Based on this, embodiments of the present invention provide an intelligent labeling method and apparatus for text in an image, an electronic device, and a storage medium, so as to at least solve the above problems in the related art, which will be described below.

An implementation scenario of the intelligent method for labeling a text in an image according to the embodiment of the present invention is described below. Referring to fig. 2, fig. 2 is a schematic view of an implementation scenario of the method for intelligently labeling text in an image according to an embodiment of the present invention, in order to support an exemplary application, a terminal (including the terminal 200-1 and the terminal 200-2) is connected to the server 100 through a network 300, and the network 300 may be a wide area network or a local area network, or a combination of the two, and uses a wireless or wired link to implement data transmission.

The terminal (such as the terminal 200-1) is used for responding to a text annotation instruction triggered by a user and sending a text annotation request to the server; the server 100 is configured to respond to a text annotation request, and perform screenshot on a page including text content to obtain an image to be annotated including the text content; extracting text contents in the page to obtain a target language text of the page; carrying out optical character recognition on the image to be marked to obtain an optical character recognition text corresponding to the image to be marked; acquiring a target text corresponding to the optical character recognition text in the target language text; performing text annotation on an image to be annotated based on the target text to obtain an image annotation sample;

the terminal (such as the terminal 200-1) is also used for responding to the model training instruction aiming at the optical character recognition model and sending a model training request to the server;

the server 100 is also used for responding to the model training request and training an optical character recognition model based on the image labeling sample; thus, the trained optical character recognition model is obtained.

In some embodiments, a user may operate a terminal (e.g., terminal 200-2) to send a text recognition request for an image to be recognized to the server 100, where the image to be recognized contains text in a target language;

in response to the text recognition request, the server 100 performs text recognition on the image to be recognized by using the trained optical character recognition model, outputs a recognition text corresponding to the target language, and returns the recognition text to the terminal (e.g., the terminal 200-2), and the terminal presents the recognition text corresponding to the image to be recognized.

In practical applications, the server 100 may be a server configured independently to support various services, or may be a server cluster; the terminal (e.g., terminal 200-1) may be any type of user terminal such as a smartphone, tablet, laptop, etc., and may also be a wearable computing device, a Personal Digital Assistant (PDA), a desktop computer, a cellular phone, a media player, a navigation device, a game console, a television, or a combination of any two or more of these or other data processing devices.

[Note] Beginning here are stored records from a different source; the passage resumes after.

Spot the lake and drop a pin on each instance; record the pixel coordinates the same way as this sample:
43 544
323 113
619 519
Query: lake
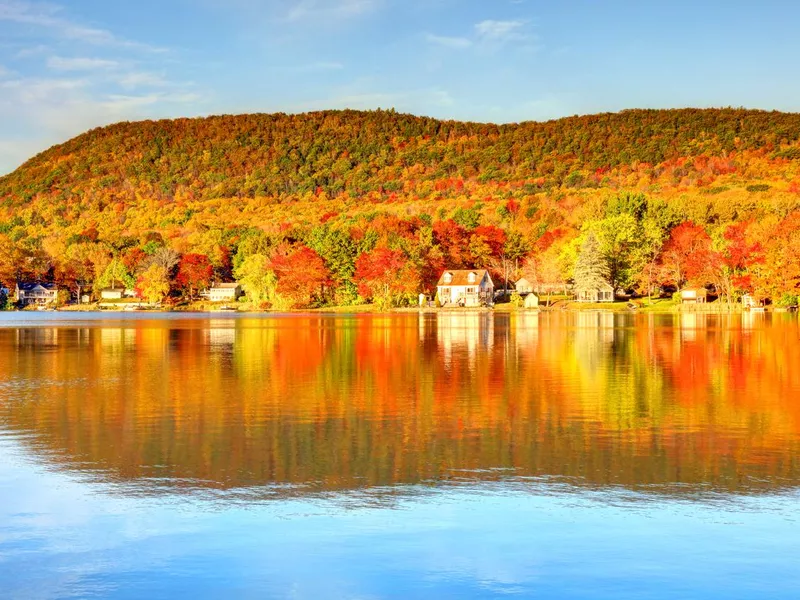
546 455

The following describes in detail a hardware structure of an electronic device of the method for intelligently labeling texts in images according to an embodiment of the present invention, with reference to fig. 3, where fig. 3 is a schematic structural diagram of the electronic device according to the embodiment of the present invention, and an electronic device 300 shown in fig. 3 includes: at least one processor 310, memory 350, at least one network interface 320, and a user interface 330. The various components in electronic device 300 are coupled together by a bus system 340. It will be appreciated that the bus system 340 is used to enable communications among the components connected. The bus system 340 includes a power bus, a control bus, and a status signal bus in addition to a data bus. For clarity of illustration, however, the various buses are labeled as bus system 340 in fig. 3.

The Processor 310 may be an integrated circuit chip having Signal processing capabilities, such as a general purpose Processor, a Digital Signal Processor (DSP), or other programmable logic device, discrete gate or transistor logic device, discrete hardware components, or the like, wherein the general purpose Processor may be a microprocessor or any conventional Processor, or the like.

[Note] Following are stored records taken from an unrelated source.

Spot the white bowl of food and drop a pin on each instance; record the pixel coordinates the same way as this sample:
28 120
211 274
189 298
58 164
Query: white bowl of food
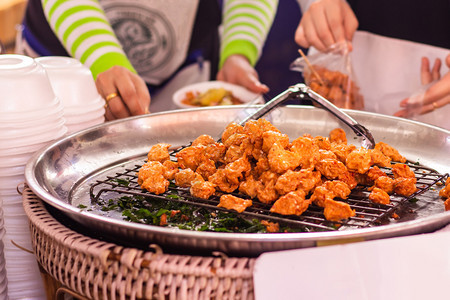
214 93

The user interface 330 includes one or more output devices 331, including one or more speakers and/or one or more visual display screens, that enable presentation of media content. The user interface 330 also includes one or more input devices 332, including user interface components to facilitate user input, such as a keyboard, mouse, microphone, touch screen display, camera, other input buttons and controls.

The memory 350 may be removable, non-removable, or a combination thereof. Exemplary hardware devices include solid state memory, hard disk drives, optical disk drives, and the like. Memory 350 optionally includes one or more storage devices physically located remote from processor 310.

The memory 350 may include either volatile memory or nonvolatile memory, and may also include both volatile and nonvolatile memory. The nonvolatile Memory may be a Read Only Memory (ROM), and the volatile Memory may be a Random Access Memory (RAM). The memory 350 described in embodiments of the invention is intended to comprise any suitable type of memory.

In some embodiments, memory 350 is capable of storing data, examples of which include programs, modules, and data structures, or subsets or supersets thereof, as exemplified below, to support various operations.

An operating system 351 including system programs for processing various basic system services and performing hardware-related tasks, such as a framework layer, a core library layer, a driver layer, etc., for implementing various basic services and processing hardware-based tasks;

a network communication module 352 for communicating to other computing devices via one or more (wired or wireless) network interfaces 320, exemplary network interfaces 320 including: bluetooth, wireless compatibility authentication (WiF i), and Universal Serial Bus (USB), etc.;

a presentation module 353 for enabling presentation of information (e.g., a user interface for operating peripherals and displaying content and information) via one or more output devices 331 (e.g., a display screen, speakers, etc.) associated with the user interface 330;

an input processing module 354 for detecting one or more user inputs or interactions from one of the one or more input devices 332 and translating the detected inputs or interactions.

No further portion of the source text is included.